Pourtant, malgré toutes ces épreuves et en dépit d’une mère souvent absente bien malgré elle, Hines, réglé comme une horloge suisse, ne rate jamais le réveil de 6h30 et ne manquera pas la moindre minute de cours de tout son secondaire. Un élève concentré, rigoureux et motivé. Pendant que son rejeton se débrouille comme un grand, Young-he peine à trouver le temps de dormir. Presque chaque nuit, elle rentre à 3h du matin après huit heures de boulot aussi insipides qu’épuisantes à l’aéroport. À peine le temps de souffler, une heure plus tard, elle traverse la rue et enfile son uniforme de caissière au Supervalu. Un rythme de vie épuisant et terriblement frustrant. Barrée par une langue qu’elle peine encore à parfaitement maîtriser, la mère célibataire enrage de ne pas pouvoir aider son fils autant qu’elle le souhaiterait. Car elle sait que le chemin vers une vie meilleure passe par un bulletin de notes exemplaire. En dehors des encouragements de sa maman, Hines se sent laissé à lui-même. Sans grande soeur pour l’aider quand il bloque sur un exercice. Sans grand frère pour lui secouer les épaules quand il sent le courage l’abandonner. Il ne peut compter que sur lui. Gagné par la colère, il la traite « d’idiote » parfois se souvient-il non sans remords. Même au quotidien il est rattrapé par les lacunes de son eomeoni. Chaque fois qu’il faut décrocher le téléphone pour régler un soucis avec le fournisseur d’électricité ou l’opérateur téléphonique, c’est à lui de s’y coller.

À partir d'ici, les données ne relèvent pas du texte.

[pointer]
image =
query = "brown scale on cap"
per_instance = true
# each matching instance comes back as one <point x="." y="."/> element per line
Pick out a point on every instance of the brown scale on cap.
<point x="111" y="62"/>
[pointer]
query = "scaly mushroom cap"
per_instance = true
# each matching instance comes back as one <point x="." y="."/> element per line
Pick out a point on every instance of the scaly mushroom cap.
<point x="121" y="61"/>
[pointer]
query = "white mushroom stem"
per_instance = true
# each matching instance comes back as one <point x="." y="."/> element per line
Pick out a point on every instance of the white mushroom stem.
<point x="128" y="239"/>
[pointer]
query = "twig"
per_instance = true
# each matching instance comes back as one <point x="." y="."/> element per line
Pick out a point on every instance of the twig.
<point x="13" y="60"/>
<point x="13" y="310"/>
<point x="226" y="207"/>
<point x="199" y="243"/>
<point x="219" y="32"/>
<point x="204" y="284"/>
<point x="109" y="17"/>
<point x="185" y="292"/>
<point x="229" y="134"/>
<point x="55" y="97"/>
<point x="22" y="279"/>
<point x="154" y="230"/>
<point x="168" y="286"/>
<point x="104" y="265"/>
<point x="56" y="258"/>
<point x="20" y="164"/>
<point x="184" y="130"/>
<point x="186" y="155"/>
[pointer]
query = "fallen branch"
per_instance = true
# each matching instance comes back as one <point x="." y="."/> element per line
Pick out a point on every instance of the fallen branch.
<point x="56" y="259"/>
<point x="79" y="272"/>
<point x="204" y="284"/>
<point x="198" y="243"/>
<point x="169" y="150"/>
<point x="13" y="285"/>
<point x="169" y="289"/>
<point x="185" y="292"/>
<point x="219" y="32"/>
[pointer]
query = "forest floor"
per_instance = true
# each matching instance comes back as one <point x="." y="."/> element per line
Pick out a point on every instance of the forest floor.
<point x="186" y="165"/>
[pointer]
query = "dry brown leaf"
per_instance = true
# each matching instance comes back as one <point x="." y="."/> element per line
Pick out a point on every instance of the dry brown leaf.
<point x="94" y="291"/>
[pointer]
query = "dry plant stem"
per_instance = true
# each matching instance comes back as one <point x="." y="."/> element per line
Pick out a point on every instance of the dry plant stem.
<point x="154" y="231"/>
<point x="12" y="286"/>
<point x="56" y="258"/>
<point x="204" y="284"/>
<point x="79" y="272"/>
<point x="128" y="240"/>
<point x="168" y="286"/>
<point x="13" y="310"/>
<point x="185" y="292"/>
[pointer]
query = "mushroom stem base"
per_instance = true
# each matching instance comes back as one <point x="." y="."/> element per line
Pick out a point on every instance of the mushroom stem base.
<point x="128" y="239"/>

Et ça n’est jamais un problème d’argent, car sa mère n’en manque pas, mais parce qu’elle est incapable de déchiffrer la facture.

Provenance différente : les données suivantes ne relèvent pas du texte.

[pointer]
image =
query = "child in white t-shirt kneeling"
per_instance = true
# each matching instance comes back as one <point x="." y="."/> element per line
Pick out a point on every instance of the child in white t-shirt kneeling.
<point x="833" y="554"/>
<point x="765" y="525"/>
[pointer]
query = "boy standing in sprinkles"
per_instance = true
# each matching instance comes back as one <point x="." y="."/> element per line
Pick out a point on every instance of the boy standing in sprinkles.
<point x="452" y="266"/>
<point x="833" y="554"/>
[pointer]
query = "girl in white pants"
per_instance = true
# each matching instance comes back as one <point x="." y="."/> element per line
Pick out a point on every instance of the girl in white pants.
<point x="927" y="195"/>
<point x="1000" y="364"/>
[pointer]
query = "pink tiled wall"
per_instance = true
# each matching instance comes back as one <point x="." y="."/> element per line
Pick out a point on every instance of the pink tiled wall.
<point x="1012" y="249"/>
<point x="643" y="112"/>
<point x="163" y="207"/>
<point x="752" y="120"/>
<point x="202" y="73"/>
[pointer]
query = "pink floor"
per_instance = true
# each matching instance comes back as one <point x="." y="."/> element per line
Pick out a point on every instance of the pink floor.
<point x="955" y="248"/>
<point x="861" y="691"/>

« J’ai de la fierté, » martèle-t-elle dans les pages de Sports Illustrated en mai 2006. « Beaucoup de fierté, plus que quiconque. Je ne veux aucun dollar d’aide du gouvernement. Même si la vie n’est pas toujours simple, je suis fière. C’est la raison pour laquelle je dois travailler fort. C’est le rôle d’une maman, travailler fort pour son petit bébé. »
Et à force de travailler sans compter et de cumuler les jobs pendant tant d’années, Young-he est capable d’avancer 35 000 dollars gagnés à la sueur de son front devant le banquier pour acheter une maison de trois chambres pour elle et son ado tourmenté. Sa chambre, Hines la tapisse de posters de Bo Jackson, Jerry Rice et Michael Jordan. Aucun signe de Corée dans sa tanière. Son sanctuaire. Celui où il nourrit ses rêves les plus chers.
Le syndrome Calimero
En Georgie, malgré ce contexte parfois révoltant, Hines devient vite inséparable avec Donnie Evers, un camarade de classe dont le beau-père ira jusqu’à payer les frais d’inscription pour qu’il rejoigne l’équipe de foot Youth League de son meilleur pote afin que les deux gosses passent plus de temps ensemble. Déjà solidement bâti pour son jeune âge, le natif de Séoul et son bras canon ne passent pas inaperçus. Et quand la saison débute officiellement, là aussi inscrit aux frais de beau-papa, sa Grosse Bertha fait des merveilles et il devient très vite le tout meilleur joueur de l’équipe de jeunes pousses. Un talent tel qu’il est élu meilleur sportif de Babb Middle School en quatrième et qu’il est propulsé quarterback partant dès son année de sophomore au lycée de Forest Park High. Titulaire en attaque comme en défense, il prend un plaisir immense. Sur et en dehors du terrain.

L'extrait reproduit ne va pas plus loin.